By Sue Stuckey
Catering for people between the ages of ‘2 and 92’, bicycle maker Raleigh produces one million bikes a year, many for sale in the UK. Today the company is again profitable. During its post-war heyday, Raleigh made five million bikes a year which it sold, also profitably, into more than 140 countries.
In the years between, customers, markets and methods have changed. And the need to respond to those changes has brought a dramatic turnaround in Raleigh fortunes and the way the company is run. Over the past 10 years, the move from volume exporter to niche domestic player has been key to the company’s survival. The choice, says Alan Spencer, operations director was simple – change or die.
Addressing a workshop this week organised by the Institution of Electrical Engineers on the theme of responsiveness in manufacturing, he told delegates that cheap good quality imports, political instability in export markets and the evolution of the bicycle as a fashion item had challenged existing business practices based on long lead times, huge stocks and a culture of ‘we sell what we make’.

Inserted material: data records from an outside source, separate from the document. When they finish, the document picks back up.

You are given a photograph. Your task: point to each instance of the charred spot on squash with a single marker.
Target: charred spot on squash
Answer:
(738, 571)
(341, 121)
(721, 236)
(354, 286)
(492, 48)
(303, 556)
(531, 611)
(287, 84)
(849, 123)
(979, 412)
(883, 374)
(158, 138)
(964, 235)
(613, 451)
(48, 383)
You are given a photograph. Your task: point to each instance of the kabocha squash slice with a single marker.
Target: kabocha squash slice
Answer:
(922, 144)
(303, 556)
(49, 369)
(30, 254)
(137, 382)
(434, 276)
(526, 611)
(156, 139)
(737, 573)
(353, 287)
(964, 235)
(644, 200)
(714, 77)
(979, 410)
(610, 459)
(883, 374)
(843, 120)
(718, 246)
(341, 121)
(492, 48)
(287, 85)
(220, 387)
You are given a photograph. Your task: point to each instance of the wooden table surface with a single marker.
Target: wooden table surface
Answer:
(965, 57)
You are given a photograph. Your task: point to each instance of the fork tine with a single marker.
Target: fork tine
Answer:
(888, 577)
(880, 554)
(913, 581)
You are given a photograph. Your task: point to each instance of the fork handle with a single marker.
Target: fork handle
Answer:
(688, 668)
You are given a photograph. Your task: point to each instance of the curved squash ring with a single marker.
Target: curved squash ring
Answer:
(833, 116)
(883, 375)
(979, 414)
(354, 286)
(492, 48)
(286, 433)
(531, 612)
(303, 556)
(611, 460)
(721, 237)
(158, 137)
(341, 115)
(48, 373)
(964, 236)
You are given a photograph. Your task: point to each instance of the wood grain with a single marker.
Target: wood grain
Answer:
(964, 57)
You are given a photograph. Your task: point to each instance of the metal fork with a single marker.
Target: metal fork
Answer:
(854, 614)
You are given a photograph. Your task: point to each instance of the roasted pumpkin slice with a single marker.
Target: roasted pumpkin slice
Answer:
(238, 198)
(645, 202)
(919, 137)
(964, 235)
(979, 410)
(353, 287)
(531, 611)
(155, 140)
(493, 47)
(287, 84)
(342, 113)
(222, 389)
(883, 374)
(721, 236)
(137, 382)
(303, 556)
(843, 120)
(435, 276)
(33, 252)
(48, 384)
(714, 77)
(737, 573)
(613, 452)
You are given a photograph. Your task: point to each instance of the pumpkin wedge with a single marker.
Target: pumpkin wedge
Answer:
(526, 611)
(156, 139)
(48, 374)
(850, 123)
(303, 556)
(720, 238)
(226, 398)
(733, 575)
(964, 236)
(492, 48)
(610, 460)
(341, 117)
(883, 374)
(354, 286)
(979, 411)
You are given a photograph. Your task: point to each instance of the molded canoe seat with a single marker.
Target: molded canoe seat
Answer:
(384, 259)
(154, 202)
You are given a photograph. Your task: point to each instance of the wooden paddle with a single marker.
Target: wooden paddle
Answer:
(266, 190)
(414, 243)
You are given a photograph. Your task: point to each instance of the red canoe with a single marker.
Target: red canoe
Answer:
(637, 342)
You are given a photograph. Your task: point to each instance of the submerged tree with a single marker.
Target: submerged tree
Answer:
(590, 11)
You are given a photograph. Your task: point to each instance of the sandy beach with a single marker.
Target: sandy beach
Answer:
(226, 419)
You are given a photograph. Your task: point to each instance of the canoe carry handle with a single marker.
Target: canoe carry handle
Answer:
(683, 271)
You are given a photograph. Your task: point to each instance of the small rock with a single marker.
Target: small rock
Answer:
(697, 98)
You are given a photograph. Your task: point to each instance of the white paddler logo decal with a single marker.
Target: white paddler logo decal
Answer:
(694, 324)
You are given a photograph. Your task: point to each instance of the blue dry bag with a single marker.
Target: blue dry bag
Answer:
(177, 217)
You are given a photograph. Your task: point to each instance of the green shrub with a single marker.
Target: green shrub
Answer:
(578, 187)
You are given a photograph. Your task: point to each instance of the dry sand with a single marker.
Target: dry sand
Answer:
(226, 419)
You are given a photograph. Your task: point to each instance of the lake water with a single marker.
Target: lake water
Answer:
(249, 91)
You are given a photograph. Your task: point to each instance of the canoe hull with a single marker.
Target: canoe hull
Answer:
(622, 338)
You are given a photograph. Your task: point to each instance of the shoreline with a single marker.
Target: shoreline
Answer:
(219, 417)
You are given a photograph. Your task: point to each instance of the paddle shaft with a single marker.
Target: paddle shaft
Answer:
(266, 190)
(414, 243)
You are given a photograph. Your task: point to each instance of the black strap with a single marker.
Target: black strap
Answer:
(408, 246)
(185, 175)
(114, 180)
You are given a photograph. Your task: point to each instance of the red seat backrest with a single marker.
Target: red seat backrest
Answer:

A pioneer of the all-steel frame, drop handlebars, Sturmey Archer gears, the children’s Chopper, the 16 inch wheel and winner of countless racing awards during its 110-year history, Raleigh failed to stop the rot which it blames on lack of investment in the early 1980s.
Raleigh now makes bikes in 90 colours that appeal to fashion conscious youngsters. The mountain bike is the top seller. It focuses on the demands of the stockist as well as the consumer. ‘People want more choice and the stockist is getting smarter,’ says Spencer.
In Raleigh’s case, responsiveness – the ability to respond to the demands of the stockist wanting lower stocks that produce higher margins as well as consumer demands – has meant reducing manufacturing firm time (the period when orders on the factory floor can be changed) from three months to three weeks. Manufacturing lead time (the time it takes to make a bike) has fallen from 42 days to four.
The challenge is to bring firm time and lead time into line, at less than four days. Finished stocks have fallen from three months to three weeks. In the same 10-year period, Raleigh sold two-thirds of its 25ha Nottingham site and cut the UK manufactured content of its bikes from 85% to 40%. It no longer makes washers but concentrates on making frames and wheels as well as painting and assembly. Raleigh measures success today in relation to its share of the market by value not by volume.
Working practices had to change, spencer told the workshop. To cope with the three-month build-up to Christmas when half of all sales are made, staff work a two or three-shift day over five days, using temporary staff to supplement the usual four-day, single-shift working. Pay rates stay the same over the year.
But the idea persists that it is cheaper to make 1,000-off. Spencer suggests ‘we need a culture which says we will examine the issues and then tackle the problems that stop us being flexible and responsive’. The core workforce is being trained to meet a long-term goal of interchangeable skills to meet the day’s demands.
Highly visible shopfloor information systems are central to managing a flexible, responsive production environment. Raleigh is moving away from a rigid point to point system of MRP control towards faster, less regimented just-in-time methods based on realtime batch and Kanban controls. An attempt to modify the existing MRP system is seen as a temporary fix while the company evaluates systems to meet its IT requirements.
Jeremy Matson, a researcher at Cambridge University department of engineering, highlighted at the workshop the complexity of the decision-making process and the burden it puts on IT systems, seen as a weak link in a company’s attempt to respond to change. Headed by Dr Duncan McFarlane, the department’s manufacturing automation and control group has received a £120,000 grant from the Engineering and Physical Science Research Council to develop audit procedures which companies can use to measure their responsiveness to change within an existing production environment.
The emphasis is to help managers understand how their factory decision systems work so they can fine tune them for extra performance. If you have 50 parts and 50 possible manufacturing sequences you end up with different costs and the choice can be mathematically very challenging, says Matson.
Another speaker, Dr Bart MacCarthy at the University of Nottingham department of engineering and operations management, warned managers to regard responsiveness not as an isolated step but as a performance objective within the overall manufacturing strategy.
Independent consultant Dr Paul Kidd goes further. Responsiveness is a defensive measure, he argues. He proposes that firms actively promote change as part of a strategic plan. ‘You have got to acquire competitive advantage that is difficult to emulate’, he says.